I grabbed Griffin’s gold pen. The words Mont Blanc appeared prominently on one end of it, like I should care, which probably meant the thing held some value. But it scribbled my words just as well as a plastic Bic.
**Griffin’s Original Rules** (scratched out and replaced by “Real World Rules”)
1. The wife shall have dinner prepared and ready by 7 p.m. sharp.
**Jessa’s Edit:** Dinner is whenever it’s ready. Eat what I put in front of you and don’t whine about it. You’re cleaning up the mess.
2. Maintain appropriate physical presentation at all times.
**Jessa’s Edit:** If you don’t like what I wear, don’t look.
3. Public displays of affection shall be limited to appearances that benefit the company image.
**Jessa’s Edit:** Public affection allowed anytime, especially if I feel hot and you’re in a mood.
4. The husband’s business shall take precedence over all social matters.
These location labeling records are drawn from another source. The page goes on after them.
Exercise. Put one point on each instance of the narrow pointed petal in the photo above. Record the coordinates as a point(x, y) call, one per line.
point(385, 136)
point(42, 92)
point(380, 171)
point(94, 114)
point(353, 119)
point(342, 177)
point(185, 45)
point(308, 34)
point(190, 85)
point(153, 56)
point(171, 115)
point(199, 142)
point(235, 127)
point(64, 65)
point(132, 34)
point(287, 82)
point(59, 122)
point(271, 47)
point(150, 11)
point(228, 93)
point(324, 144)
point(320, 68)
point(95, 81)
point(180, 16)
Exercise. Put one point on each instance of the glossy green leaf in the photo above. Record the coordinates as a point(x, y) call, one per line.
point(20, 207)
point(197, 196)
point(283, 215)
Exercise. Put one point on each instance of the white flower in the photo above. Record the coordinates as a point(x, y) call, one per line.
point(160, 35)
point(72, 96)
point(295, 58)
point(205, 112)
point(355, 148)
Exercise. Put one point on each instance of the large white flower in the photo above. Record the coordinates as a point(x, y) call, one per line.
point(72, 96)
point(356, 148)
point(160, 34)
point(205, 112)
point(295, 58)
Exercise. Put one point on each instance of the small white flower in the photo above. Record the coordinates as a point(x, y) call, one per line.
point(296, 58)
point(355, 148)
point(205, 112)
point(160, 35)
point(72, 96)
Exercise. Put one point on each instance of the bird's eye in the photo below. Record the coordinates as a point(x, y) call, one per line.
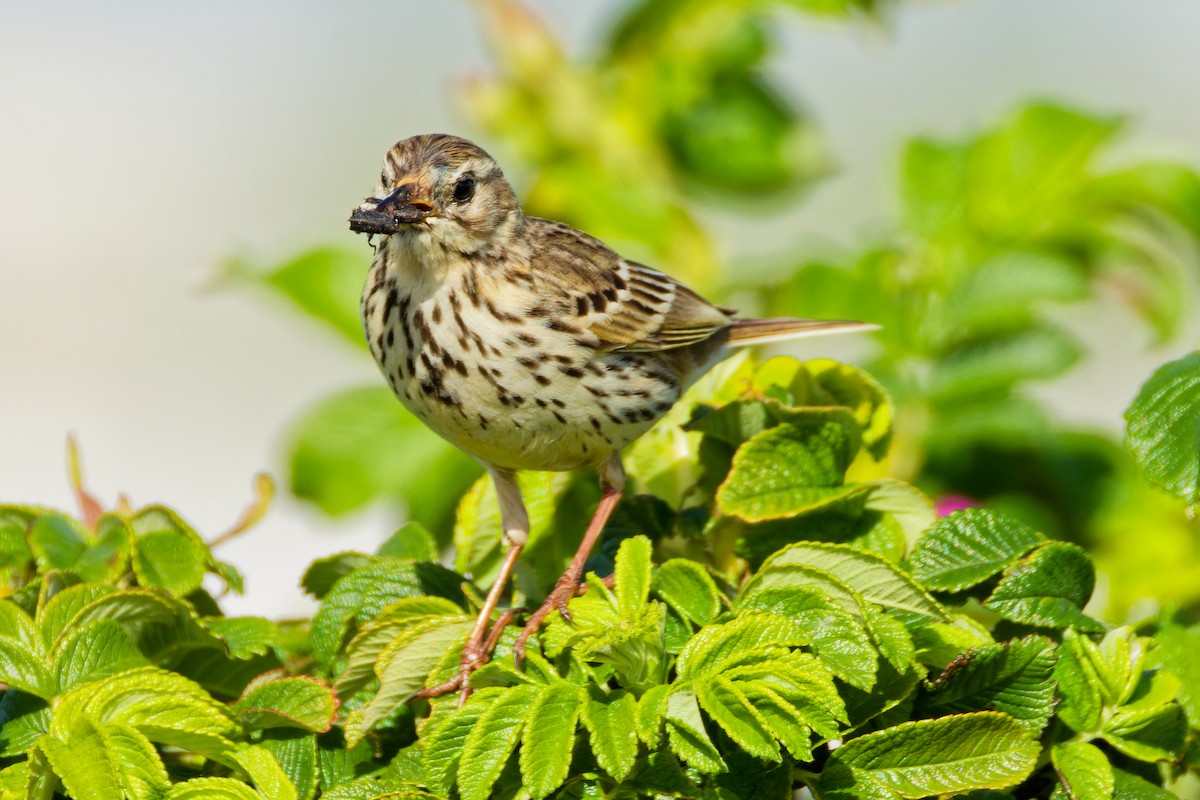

**Jessa’s Edit:** Your business might be important, but so is showing up for the people you love, like at every single one of Theo’s games. Balance, honey.
5. Intimacy shall be initiated at the husband’s discretion.
**Jessa’s Edit:** WTF? Intimacy shall be MUTUAL, FREQUENT, and preferably against a wall. Or the couch. Or the shower. Or your office. Any damn place I allow you to take me.
6. Emotional displays or dramatics are discouraged.
**Jessa’s Edit:** Emotional dramatics? That’s called COMMUNICATION, asshole.*
I skipped down a few…
9. Confidentiality regarding personal or professional matters is mandatory.
**Jessa’s Edit:** Confidentiality? Sure. Except my mom and aunt. We don’t keep secrets from each other.
~10. Failure to comply will result in termination of the agreement and reduction in pay.~
**Jessa’s Edit:** Termination clause: If you break my heart, YOU’RE terminated.
I sat back, admiring my work. The contract looked like a battlefield—inked out everywhere, my handwriting looping and defiant across Griffin’s pristine legal document.
Then, because I couldn’t help myself, I doodled a tiny middle finger in the margin.
I closed the folder and left it there for him to find—impossible to miss. I grabbed the permission slip, and headed to Theo’s school.
The museum trip was saved.
My heart, on the other hand, was a different story.